He served in a time when the expectation levels of Irish rugby went through the roof. He was there for eight Six Nations tournaments, eight summer tours, eight autumn series. He did roughly 550 warm-ups and 1,250 gym sessions over his 87 games with Ireland.
After that came to a natural end, he flirted with the idea of taking up an offer to become conditioning coach of the All-Blacks, but then Ciara fell pregnant and that was the end of that. Martin Johnson came calling and he had agreed to go to England.
Then he asked Brian O'Driscoll for his advice, who asked him: "How would you feel when England were playing Ireland in Croke Park, wearing the English Rose when the Irish team are singing Amhrán na bhFiann?"
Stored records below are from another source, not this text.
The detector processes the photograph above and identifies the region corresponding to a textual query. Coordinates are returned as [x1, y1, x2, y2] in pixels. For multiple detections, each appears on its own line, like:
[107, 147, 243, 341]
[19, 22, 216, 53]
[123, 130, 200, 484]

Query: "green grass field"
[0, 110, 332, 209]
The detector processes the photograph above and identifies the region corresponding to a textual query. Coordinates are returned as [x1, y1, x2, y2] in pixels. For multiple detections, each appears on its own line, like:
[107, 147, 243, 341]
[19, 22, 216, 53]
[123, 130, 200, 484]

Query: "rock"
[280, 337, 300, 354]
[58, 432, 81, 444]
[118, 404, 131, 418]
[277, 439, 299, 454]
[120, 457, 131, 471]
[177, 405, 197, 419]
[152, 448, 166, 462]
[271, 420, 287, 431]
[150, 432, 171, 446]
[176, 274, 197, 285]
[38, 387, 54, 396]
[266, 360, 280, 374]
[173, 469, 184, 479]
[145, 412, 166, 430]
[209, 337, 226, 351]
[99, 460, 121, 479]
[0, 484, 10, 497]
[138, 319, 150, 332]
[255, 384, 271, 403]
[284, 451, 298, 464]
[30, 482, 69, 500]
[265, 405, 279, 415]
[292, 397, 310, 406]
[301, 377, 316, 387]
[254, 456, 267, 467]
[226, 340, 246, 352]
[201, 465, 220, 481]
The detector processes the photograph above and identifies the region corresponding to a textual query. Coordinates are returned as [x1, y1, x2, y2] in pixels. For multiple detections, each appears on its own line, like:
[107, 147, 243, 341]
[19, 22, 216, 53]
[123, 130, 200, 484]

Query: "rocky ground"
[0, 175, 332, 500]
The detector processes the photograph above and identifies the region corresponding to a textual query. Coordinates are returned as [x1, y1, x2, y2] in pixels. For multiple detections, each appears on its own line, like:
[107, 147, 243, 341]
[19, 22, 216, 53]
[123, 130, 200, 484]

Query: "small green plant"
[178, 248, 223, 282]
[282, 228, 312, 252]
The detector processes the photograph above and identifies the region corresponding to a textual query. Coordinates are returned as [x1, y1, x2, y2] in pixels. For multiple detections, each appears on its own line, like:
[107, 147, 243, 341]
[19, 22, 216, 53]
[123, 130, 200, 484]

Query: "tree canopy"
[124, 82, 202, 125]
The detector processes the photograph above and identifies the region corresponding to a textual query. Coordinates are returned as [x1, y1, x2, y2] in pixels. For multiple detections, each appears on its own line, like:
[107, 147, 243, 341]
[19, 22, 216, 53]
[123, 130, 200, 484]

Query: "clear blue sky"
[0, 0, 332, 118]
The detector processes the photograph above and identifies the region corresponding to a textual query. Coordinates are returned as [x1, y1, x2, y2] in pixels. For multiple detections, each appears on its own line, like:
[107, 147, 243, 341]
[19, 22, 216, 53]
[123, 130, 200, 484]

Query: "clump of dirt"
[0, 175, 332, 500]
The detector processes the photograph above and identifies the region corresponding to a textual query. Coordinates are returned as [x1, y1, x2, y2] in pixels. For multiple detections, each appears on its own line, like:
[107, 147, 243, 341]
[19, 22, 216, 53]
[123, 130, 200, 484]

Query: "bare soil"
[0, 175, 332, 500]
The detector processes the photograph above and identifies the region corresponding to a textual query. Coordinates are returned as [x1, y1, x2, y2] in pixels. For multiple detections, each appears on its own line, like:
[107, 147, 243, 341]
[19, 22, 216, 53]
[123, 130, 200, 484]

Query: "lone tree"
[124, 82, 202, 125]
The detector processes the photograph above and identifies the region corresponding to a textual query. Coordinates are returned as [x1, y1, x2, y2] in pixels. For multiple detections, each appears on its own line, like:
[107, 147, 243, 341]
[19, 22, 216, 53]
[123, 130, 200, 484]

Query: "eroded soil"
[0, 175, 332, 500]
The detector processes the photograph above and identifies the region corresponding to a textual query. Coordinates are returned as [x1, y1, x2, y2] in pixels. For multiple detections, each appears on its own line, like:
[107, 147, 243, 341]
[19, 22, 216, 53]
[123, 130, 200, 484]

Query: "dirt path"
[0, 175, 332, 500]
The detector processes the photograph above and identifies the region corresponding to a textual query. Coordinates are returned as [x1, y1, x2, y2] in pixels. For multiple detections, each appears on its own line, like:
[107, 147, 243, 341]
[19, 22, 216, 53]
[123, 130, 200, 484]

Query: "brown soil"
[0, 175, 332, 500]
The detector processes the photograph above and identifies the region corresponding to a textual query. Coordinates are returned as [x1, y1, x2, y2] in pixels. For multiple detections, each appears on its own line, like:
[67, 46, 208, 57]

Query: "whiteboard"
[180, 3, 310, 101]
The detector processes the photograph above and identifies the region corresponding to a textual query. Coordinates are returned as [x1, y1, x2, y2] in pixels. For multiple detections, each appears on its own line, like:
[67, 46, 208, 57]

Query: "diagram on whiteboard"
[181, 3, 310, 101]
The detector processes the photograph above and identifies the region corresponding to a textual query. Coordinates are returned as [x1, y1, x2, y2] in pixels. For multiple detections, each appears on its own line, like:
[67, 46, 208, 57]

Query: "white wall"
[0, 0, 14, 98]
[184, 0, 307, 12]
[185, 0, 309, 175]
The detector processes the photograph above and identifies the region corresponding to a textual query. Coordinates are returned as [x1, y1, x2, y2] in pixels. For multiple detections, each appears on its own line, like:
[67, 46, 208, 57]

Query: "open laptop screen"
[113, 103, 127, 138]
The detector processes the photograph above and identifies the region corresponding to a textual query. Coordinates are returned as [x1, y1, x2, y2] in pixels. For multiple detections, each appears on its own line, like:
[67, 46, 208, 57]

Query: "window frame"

So when Johnson had a second think and said on the basis of McGurn's accent he couldn't see the natural fit, Mick said that was fine, he understood.
A year in Ospreys was punctuated by sitting in airports on Sunday, waiting for the flight to Wales, tears falling as he thought of the new-born son, Eoin, he was leaving behind each week.
"It was the hardest thing I have ever done in my life and I still haven't got over it. I am still over-compensating. From that experience, sport has become secondary for me."
A consolation at that time came in his work with Bernard Dunne. First thing he did was scrap 'The Boxer's Breakfast' and the notion of making weight. Dunne landed a World super bantamweight title, defeating Ricardo Carboda on the same night in March 2009 that Ronan O'Gara kicked the drop goal for that Ireland team to finally land a Grand Slam and a Six Nations title.
Then followed a period employed by Armagh GAA, but making the transition back to working with administrations who are essentially amateur had too many shortcomings.
So this is where he is now, keeping the head down, working hard. Katie Kirk (400metres), Kirsty Kee (judo) and Caroline O'Hanlon (netball) are his priorities, the three girls competing in the upcoming Commonwealth Games.
There might be another big job in the pipeline and don't be surprised to hear an announcement any time soon.
Men like McGurn are always in demand.